There are several popular web browsers, but all of them tend to work about the same way. If you have learned to use one, you can use any of them.
A major part of the UI (user interface) for a browser is the tool bar. This appears at the top of the browser window, above the viewing pane and it can perform a number of critical functions.
This takes you one-step back in your history, to the page you were on before the current page. This works great when you are browsing content pages, but be careful, it is usually not a good idea to use the back button when you are in a web app or after submitting a form. Especially, don’t use the back button when you are in the checkout process of an online store, or any other time when you are approving a transaction. It can cause problems and bugs, sometimes — such as having the form or transaction submitted more than once.
The forward button is grayed-out (disabled) most of the time, but it becomes available if you have used the Back button. It allows you to move forward through your history, to where you were before you used the Back button.
This is a text-box that displays the URL of the current page (or the page that is in the process of loading).
To the left of the address bar there is often an icon that indicates what type of browsing you are currently doing. This icon is referred to as the access icon. For example, the access icon might display a small Globe icon for regular WWW browsing, or a green padlock for secure (HTTPS) browsing. Most of the time, you can ignore this. But if the access icon is red, that usually means there is some kind of problem which you should stop and pay attention to.
This will be found either just inside the Address bar or just next to it. It only appears when the page is currently in the process of loading. If you click it, the page will stop loading.
If you have already submitted a form or a transaction, hitting Stop will usually not stop the submission or transaction. This is because it only stops the page from loading — the transmission from you to the server that triggered the submission or transaction has already occurred. Therefore do not use the stop button for this, as it will cause problems.

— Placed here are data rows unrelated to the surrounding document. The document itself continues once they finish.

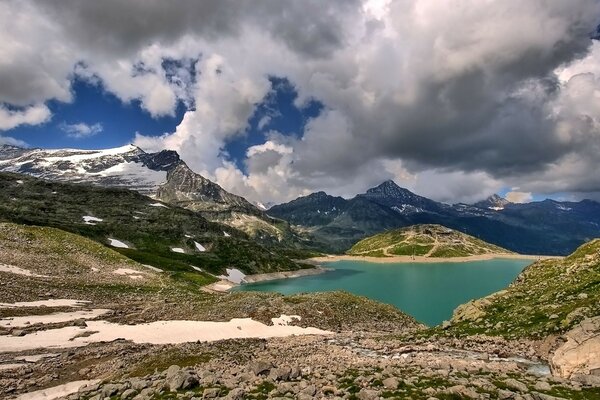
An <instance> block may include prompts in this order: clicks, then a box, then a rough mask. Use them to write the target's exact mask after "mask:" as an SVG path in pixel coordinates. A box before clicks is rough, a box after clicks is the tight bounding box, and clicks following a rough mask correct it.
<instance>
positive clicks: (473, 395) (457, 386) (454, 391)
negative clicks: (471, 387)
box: [443, 385, 479, 399]
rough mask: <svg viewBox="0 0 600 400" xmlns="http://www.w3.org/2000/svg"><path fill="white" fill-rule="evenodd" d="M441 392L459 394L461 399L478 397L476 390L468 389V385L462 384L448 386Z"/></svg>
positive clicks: (465, 398) (454, 394)
mask: <svg viewBox="0 0 600 400" xmlns="http://www.w3.org/2000/svg"><path fill="white" fill-rule="evenodd" d="M443 392H444V393H447V394H450V395H457V396H460V397H461V398H463V399H478V398H479V394H478V393H477V392H476V391H474V390H473V389H469V388H468V387H466V386H464V385H456V386H452V387H449V388H448V389H446V390H444V391H443Z"/></svg>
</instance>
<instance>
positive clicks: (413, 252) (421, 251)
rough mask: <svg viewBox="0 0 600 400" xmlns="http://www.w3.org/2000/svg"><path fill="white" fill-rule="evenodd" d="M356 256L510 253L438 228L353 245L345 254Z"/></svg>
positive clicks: (451, 231)
mask: <svg viewBox="0 0 600 400" xmlns="http://www.w3.org/2000/svg"><path fill="white" fill-rule="evenodd" d="M347 253H348V254H351V255H357V256H371V257H393V256H407V255H413V254H414V255H415V256H424V257H465V256H472V255H478V254H490V253H510V252H509V251H508V250H506V249H503V248H501V247H498V246H496V245H493V244H490V243H486V242H484V241H483V240H480V239H477V238H475V237H473V236H470V235H467V234H464V233H462V232H458V231H455V230H452V229H449V228H446V227H444V226H441V225H434V224H428V225H414V226H410V227H407V228H401V229H395V230H391V231H386V232H383V233H380V234H377V235H374V236H370V237H368V238H366V239H363V240H361V241H360V242H358V243H356V244H355V245H354V246H352V248H351V249H350V250H348V252H347Z"/></svg>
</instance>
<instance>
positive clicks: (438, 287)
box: [240, 259, 531, 325]
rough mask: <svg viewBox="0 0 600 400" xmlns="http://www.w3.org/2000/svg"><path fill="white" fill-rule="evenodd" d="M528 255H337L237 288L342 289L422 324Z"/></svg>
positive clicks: (495, 288) (488, 292) (274, 291)
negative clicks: (523, 256)
mask: <svg viewBox="0 0 600 400" xmlns="http://www.w3.org/2000/svg"><path fill="white" fill-rule="evenodd" d="M530 263H531V261H530V260H512V259H494V260H487V261H472V262H440V263H397V264H396V263H394V264H378V263H369V262H362V261H338V262H333V263H328V264H325V266H326V267H328V268H332V271H329V272H326V273H324V274H320V275H312V276H305V277H301V278H294V279H281V280H277V281H268V282H259V283H253V284H245V285H242V286H241V287H240V290H249V291H261V292H266V291H273V292H279V293H283V294H293V293H300V292H324V291H331V290H346V291H348V292H351V293H355V294H359V295H363V296H367V297H370V298H372V299H374V300H379V301H382V302H385V303H389V304H393V305H395V306H396V307H398V308H399V309H400V310H402V311H404V312H406V313H408V314H410V315H412V316H413V317H415V318H416V319H417V320H419V321H421V322H423V323H425V324H427V325H437V324H439V323H441V322H442V321H444V320H446V319H449V318H450V317H451V316H452V311H453V310H454V309H455V308H456V306H458V305H459V304H463V303H465V302H467V301H469V300H472V299H476V298H480V297H483V296H486V295H488V294H491V293H493V292H496V291H498V290H501V289H503V288H505V287H506V286H508V284H509V283H510V282H512V281H513V280H514V279H515V278H516V276H517V275H518V274H519V273H520V272H521V271H522V270H523V268H525V266H527V265H529V264H530Z"/></svg>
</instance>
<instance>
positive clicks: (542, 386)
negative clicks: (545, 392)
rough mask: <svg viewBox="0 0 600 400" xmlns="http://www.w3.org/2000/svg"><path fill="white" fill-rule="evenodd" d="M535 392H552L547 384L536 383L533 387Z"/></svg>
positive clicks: (544, 382) (551, 387)
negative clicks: (536, 391)
mask: <svg viewBox="0 0 600 400" xmlns="http://www.w3.org/2000/svg"><path fill="white" fill-rule="evenodd" d="M533 388H534V389H535V390H541V391H542V392H548V391H550V390H552V386H551V385H550V384H549V383H548V382H544V381H538V382H536V383H535V386H534V387H533Z"/></svg>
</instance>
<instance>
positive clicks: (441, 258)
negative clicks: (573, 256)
mask: <svg viewBox="0 0 600 400" xmlns="http://www.w3.org/2000/svg"><path fill="white" fill-rule="evenodd" d="M495 258H503V259H513V260H534V261H537V260H546V259H557V258H562V257H557V256H537V255H527V254H510V253H489V254H478V255H474V256H468V257H423V256H415V257H412V256H394V257H366V256H349V255H328V256H324V257H315V258H311V259H310V261H311V262H314V263H316V264H320V263H326V262H335V261H365V262H372V263H439V262H467V261H485V260H492V259H495Z"/></svg>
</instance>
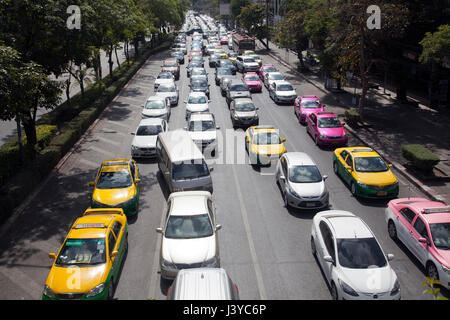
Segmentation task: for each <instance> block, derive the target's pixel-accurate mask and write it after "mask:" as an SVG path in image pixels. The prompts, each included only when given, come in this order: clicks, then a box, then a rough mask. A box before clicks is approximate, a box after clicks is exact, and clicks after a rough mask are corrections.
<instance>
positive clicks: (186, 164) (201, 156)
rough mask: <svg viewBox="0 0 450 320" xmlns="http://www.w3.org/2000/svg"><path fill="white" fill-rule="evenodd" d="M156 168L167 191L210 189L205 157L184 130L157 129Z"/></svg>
mask: <svg viewBox="0 0 450 320" xmlns="http://www.w3.org/2000/svg"><path fill="white" fill-rule="evenodd" d="M156 155H157V157H158V168H159V170H160V172H161V174H162V176H163V177H164V179H165V181H166V183H167V185H168V187H169V191H170V192H177V191H191V190H205V191H209V192H210V193H212V192H213V186H212V179H211V174H210V170H209V168H208V165H207V164H206V161H205V158H204V156H203V154H202V152H201V151H200V149H199V148H198V147H197V145H196V144H195V143H194V142H193V141H192V139H191V137H190V135H189V133H188V132H186V131H185V130H174V131H167V132H160V133H159V134H158V139H157V140H156Z"/></svg>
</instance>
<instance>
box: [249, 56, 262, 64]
mask: <svg viewBox="0 0 450 320" xmlns="http://www.w3.org/2000/svg"><path fill="white" fill-rule="evenodd" d="M249 56H250V57H252V58H253V59H255V62H257V63H258V64H259V66H260V67H261V66H262V59H261V57H260V56H258V55H257V54H256V53H255V54H249Z"/></svg>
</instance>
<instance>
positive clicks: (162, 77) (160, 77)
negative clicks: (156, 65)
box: [154, 72, 175, 91]
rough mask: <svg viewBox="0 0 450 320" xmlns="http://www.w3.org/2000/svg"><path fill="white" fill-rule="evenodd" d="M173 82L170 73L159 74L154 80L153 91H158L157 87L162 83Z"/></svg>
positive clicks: (171, 74) (172, 78) (160, 73)
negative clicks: (154, 83) (156, 90)
mask: <svg viewBox="0 0 450 320" xmlns="http://www.w3.org/2000/svg"><path fill="white" fill-rule="evenodd" d="M173 82H175V77H174V75H173V74H172V72H160V73H159V74H158V75H157V76H156V79H155V84H154V88H155V91H156V90H157V89H158V87H159V85H160V84H162V83H173Z"/></svg>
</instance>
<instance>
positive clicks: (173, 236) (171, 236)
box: [164, 213, 213, 239]
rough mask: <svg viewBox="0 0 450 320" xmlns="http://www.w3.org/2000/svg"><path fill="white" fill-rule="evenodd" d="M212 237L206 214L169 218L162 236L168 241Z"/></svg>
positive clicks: (212, 230) (212, 234) (181, 216)
mask: <svg viewBox="0 0 450 320" xmlns="http://www.w3.org/2000/svg"><path fill="white" fill-rule="evenodd" d="M212 235H213V228H212V225H211V220H210V219H209V216H208V214H207V213H205V214H200V215H194V216H170V218H169V221H167V226H166V230H165V233H164V236H165V237H166V238H170V239H195V238H204V237H210V236H212Z"/></svg>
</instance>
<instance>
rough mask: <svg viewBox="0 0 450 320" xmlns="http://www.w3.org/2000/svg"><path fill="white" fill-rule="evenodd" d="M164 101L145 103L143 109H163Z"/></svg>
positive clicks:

The Refresh or Reload button looks like a circular arrow. It is usually in the same place as the Stop button, and appears instead of the stop button whenever a page is not currently loading. The refresh button repeats the request that led to the current page, which usually cause the same page to load into the browser again. It is most often used to get new content on pages that update frequently. It is also used sometimes when a page loads incorrectly.
If the last thing you did was submit a form or approve a transaction, clicking the Refresh button can cause that action to be duplicated. So be careful.
Most browsers have a star icon in the address bar, usually to the right of the address bar. This allows you to “bookmark” the URL, saving it to you browser. It doesn’t save the page contents, just the URL itself. This allows you to revisit the page later.
Apps and Plugins
If you are using a browser that has add-ons or plugins (mostly Firefox and Chrome), the icons that allow you to access these features are usually in the toolbar, to the right of the address bar.